Adding Barber gives WFAN another ex-jock along with morning co-host Boomer Esiason to provide a player’s insights, not to mention schmooze with clients. Adding Tierney offers balance from the world of lifelong fandom.

"He really wants his teams to be successful, and if things go wrong, he gets personally offended," Barber said. "He goes on these rants, which are awesome. I just love to needle him a little bit . . . I think our show works because we’re very different, even though we come at it from the same direction."

When Barber broke the news in 2019 that Steve Cohen planned to buy the Mets, it almost was an afterthought mentioned in passing on his show. Rest assured that if that sort of thing happens now, it will be handled differently.

"That’s what B.T. and I are really excited about," he said. "Somebody gives you a little tip that ends up being a huge story, it becomes really big on WFAN."

While Barber lacks the lifelong New York bona fides of East Islip’s own Esiason, he has been in the area for a quarter-century now, steeped in the sports culture beyond football.

He is a friend of former Yankees pitcher CC Sabathia and recently was part of a dinner outing that included Islanders co-owner Jon Ledecky, with whom he quickly bonded.

"I’ve dug into the fabric of the people in sports in this town," said Barber, who lives near the Jets’ practice facility in New Jersey. "I do feel like I have an intimacy with it."

Barber, 46, the Giants’ leading career rusher, has had a circuitous media career. It began as a Fox News host while he was playing, continued with NBC’s "Today" show and lately has included analyzing NFL games for CBS.

Along the way he crossed many Giants fans with comments about Eli Manning’s leadership style in 2007 and saw his personal image damaged in 2010 during a messy, public divorce.

But Barber said that during what he called "that lull of, really, life and in my professional world," then-CBS Sports Radio executive and former WFAN executive Eric Spitz recalled his work ethic from 1999 and invited him aboard.

"Here we are nine years later and we’re hitting the FAN," Barber said. "It’s almost, to me, like a circle coming back to a close, as opposed to like a redemption thing."

Barber’s eldest son, A.J., is a freshman at Princeton and his second son, Chason, plans to attend Brown next fall.

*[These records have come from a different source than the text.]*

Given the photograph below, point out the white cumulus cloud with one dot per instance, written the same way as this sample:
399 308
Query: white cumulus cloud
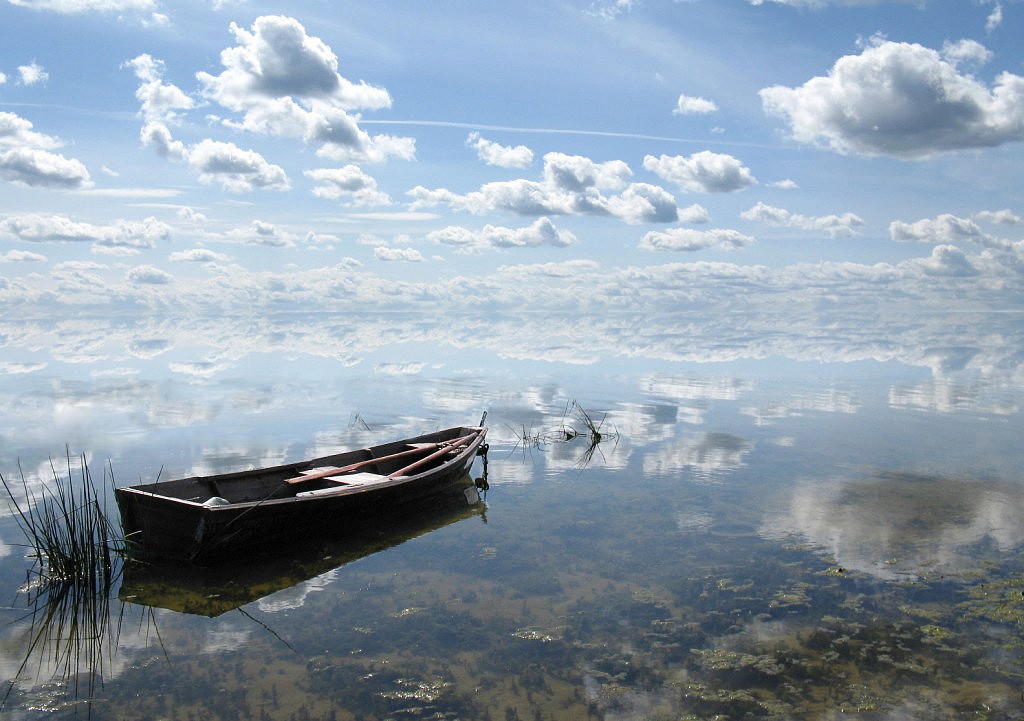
570 185
408 255
348 182
701 172
541 232
32 74
902 99
684 239
835 225
134 235
285 82
687 104
498 155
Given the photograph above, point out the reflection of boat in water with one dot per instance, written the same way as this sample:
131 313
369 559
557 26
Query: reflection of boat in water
211 518
215 590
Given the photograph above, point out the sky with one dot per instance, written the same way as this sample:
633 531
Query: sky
592 155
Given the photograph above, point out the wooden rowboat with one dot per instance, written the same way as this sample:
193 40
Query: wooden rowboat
205 519
214 590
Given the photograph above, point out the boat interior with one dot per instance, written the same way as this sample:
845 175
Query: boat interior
335 473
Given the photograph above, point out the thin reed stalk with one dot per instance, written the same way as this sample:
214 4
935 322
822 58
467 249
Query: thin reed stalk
67 528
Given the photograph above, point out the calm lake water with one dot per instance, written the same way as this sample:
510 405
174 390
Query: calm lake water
786 517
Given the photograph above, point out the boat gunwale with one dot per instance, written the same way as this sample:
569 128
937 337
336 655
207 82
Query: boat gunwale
478 431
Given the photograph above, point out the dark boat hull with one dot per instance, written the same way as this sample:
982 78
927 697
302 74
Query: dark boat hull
169 521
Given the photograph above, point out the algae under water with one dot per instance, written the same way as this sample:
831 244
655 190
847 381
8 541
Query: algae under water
743 544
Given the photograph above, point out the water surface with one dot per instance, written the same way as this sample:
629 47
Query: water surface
785 517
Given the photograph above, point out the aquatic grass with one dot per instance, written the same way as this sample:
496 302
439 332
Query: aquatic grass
68 528
566 431
77 556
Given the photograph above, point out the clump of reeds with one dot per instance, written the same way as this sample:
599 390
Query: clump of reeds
76 552
67 529
566 431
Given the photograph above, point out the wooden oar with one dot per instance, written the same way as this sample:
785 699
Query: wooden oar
461 440
370 461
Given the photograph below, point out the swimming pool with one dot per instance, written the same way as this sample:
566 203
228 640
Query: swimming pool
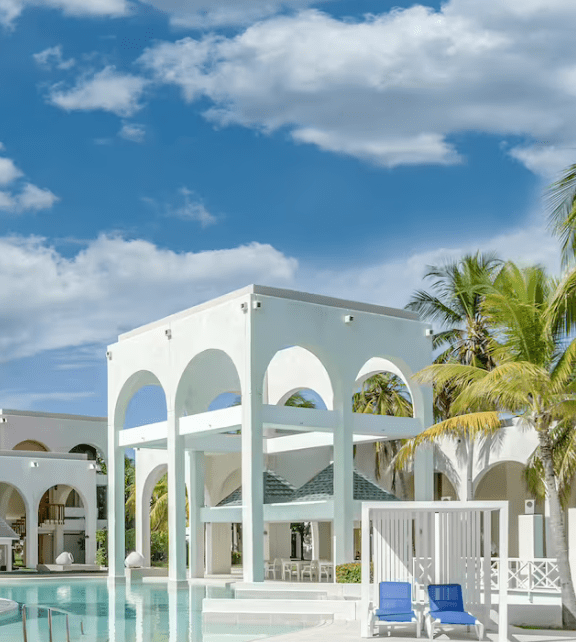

Both were high school receivers and plan to play collegiately.

His relationship with Manning has been good since shortly after those controversial comments from long ago. Barber interviewed Manning for NBC after the Giants won Super Bowl XLII in 2008.

"It’s like [people think] there’s this issue with Eli and me, and there isn’t," Barber said. "There hasn’t been for 15 years."

Time has helped to improve Barber’s image, but so has the Giants’ recent ineptitude, which has given fans a greater appreciation for his productivity over 10 seasons from 1997-2006.

"I think the fan longs for, more than anything, not a specific era, but they long for relevancy," he said. "And you just can’t have that as a Giants fan right now.

"It’s almost like, I won’t say a ‘laughingstock,’ because we’re not. The history of the organization is too strong. But it’s like you’ve lost your way from a fan perspective."

Starting Monday, he will be free to talk on the radio more than ever about all that, and about every other New York team, too.